Leader warned that the bill could make already difficult jobs, such as social work and teaching, even harder by creating confusion or fear about how to safely support kids without breaking the law.
“The way that it is written, I wouldn’t be allowed to work because I have the audacity to say, ‘I’ll call you by the name you want me to call you, and that’s OK,’” Leader said.
The bill would also bar courts from requiring parents to consent to any “social, hormonal, chemical, or surgical interventions” that affirm a child’s gender identity. But Leader noted that even if such intervention is desired, that type of medical care is largely already mostly out of reach in Georgia.
Georgia banned most gender-affirming surgeries and hormone therapies for minors in 2023, with the exception of hormonal treatments known as puberty blockers. But earlier this month, the Georgia Senate extensively revised a health care bill to include a ban on these treatments. It would also prohibit state-run health care facilities from providing any gender-affirming care. The House still has to approve those changes.
How Kahaian’s bill would be enforced is uncertain, and it does not lay out penalties for noncompliance. Leader said the vague language leaves room for broad interpretation. Could simply not challenging a child’s expressed identity be interpreted as support?
These are the types of questions being asked by staff at CHRIS 180, one of the first organizations to serve LGBTQ+ youth with mental health, foster care and adoption services in Georgia.

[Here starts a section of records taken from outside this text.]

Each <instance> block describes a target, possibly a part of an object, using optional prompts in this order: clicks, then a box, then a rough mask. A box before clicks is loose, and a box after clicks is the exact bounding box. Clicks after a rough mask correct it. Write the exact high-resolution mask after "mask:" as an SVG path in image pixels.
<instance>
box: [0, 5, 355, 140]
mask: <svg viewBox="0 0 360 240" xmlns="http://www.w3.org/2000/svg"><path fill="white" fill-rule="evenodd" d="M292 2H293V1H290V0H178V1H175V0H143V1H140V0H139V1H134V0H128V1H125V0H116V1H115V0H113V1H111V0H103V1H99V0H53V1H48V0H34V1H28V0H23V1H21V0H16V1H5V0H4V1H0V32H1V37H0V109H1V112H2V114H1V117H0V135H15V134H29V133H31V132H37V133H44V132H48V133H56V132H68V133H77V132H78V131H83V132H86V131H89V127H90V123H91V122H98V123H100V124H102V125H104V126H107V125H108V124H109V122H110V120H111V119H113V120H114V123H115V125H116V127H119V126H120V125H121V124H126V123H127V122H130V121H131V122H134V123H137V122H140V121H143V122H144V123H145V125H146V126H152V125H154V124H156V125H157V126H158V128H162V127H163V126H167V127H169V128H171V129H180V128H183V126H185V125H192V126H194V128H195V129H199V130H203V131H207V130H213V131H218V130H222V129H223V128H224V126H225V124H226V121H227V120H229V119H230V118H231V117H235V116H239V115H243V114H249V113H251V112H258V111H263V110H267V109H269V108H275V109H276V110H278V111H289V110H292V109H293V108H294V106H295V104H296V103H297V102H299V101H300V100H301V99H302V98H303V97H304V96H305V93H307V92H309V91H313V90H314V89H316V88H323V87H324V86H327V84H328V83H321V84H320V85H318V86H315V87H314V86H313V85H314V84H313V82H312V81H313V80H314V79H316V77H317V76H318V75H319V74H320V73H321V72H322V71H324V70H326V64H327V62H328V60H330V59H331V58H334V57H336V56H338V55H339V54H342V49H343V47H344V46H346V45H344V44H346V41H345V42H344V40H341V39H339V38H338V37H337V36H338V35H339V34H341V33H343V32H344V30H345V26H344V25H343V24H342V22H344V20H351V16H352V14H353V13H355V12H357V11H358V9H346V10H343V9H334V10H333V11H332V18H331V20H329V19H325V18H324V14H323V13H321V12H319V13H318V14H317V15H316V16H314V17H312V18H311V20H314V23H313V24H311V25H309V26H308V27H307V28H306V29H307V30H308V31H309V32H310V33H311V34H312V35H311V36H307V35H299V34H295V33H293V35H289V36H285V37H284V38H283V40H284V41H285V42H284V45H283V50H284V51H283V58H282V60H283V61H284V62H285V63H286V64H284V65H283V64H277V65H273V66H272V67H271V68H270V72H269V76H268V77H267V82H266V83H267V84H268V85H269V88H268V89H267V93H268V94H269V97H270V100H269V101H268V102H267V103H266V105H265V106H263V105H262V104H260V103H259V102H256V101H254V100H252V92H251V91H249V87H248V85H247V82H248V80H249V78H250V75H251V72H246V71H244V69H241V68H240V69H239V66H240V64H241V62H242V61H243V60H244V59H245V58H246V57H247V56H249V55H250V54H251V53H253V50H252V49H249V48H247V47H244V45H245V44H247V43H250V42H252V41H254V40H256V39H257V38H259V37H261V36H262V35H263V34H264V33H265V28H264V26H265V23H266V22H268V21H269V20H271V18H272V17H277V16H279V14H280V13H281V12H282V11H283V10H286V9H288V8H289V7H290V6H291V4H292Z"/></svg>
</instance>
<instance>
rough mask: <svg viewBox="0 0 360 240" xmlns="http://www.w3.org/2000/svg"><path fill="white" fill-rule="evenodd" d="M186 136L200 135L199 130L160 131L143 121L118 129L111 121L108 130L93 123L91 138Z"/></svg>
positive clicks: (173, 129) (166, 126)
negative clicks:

“The way that it is written, I wouldn’t be allowed to work because I have the audacity to say, ‘I’ll call you by the name you want me to call you, and that’s OK.’”
— Danni Leader, attorney for LGBTQ+ foster youth
Rick Aranson, CHRIS 180’s chief program and operations officer, said his organization will comply with the law if passed. But the ramifications remain unclear. For a service provider that openly supports LGBTQ+ youth, he said the bill’s framing of terms like “affirming” could impose new restrictions on the kind of therapeutic interventions it can offer — and even the language it uses.
“We will certainly comply with whatever is legislated,” Aranson said. “That said, we will have to tread more lightly, be more sensitive, watch our words and more carefully consider the recommendations we provide.”
Melissa Bauman-Fletcher, a licensed marriage and family therapist who oversees CHRIS 180’s school-based mental health programs, worries the restrictions could undermine trusted relationships between children and providers, and thwart progress.
Bauman-Fletcher fears Kahaian’s bill will have a “chilling” effect, since trans and nonbinary youth already face higher risks for depression, anxiety, suicidal ideation and isolation, especially in foster care. LGBTQ+ youth with at least one adult who accepts them as they are are 40% less likely to attempt suicide, according to The Trevor Project.
“As therapists, our first ethical obligation is to do no harm; one of the underlying tenets is allowing someone a safe space to be their authentic selves,” she said. “Even just being able to use a preferred name has positive and lasting impacts on mental health. If I were a client, it just might change the way I would approach therapy — maybe I would be more hesitant to even engage in therapy at all.”
The bill is pending in the House Judiciary Juvenile Committee and has not yet been voted on.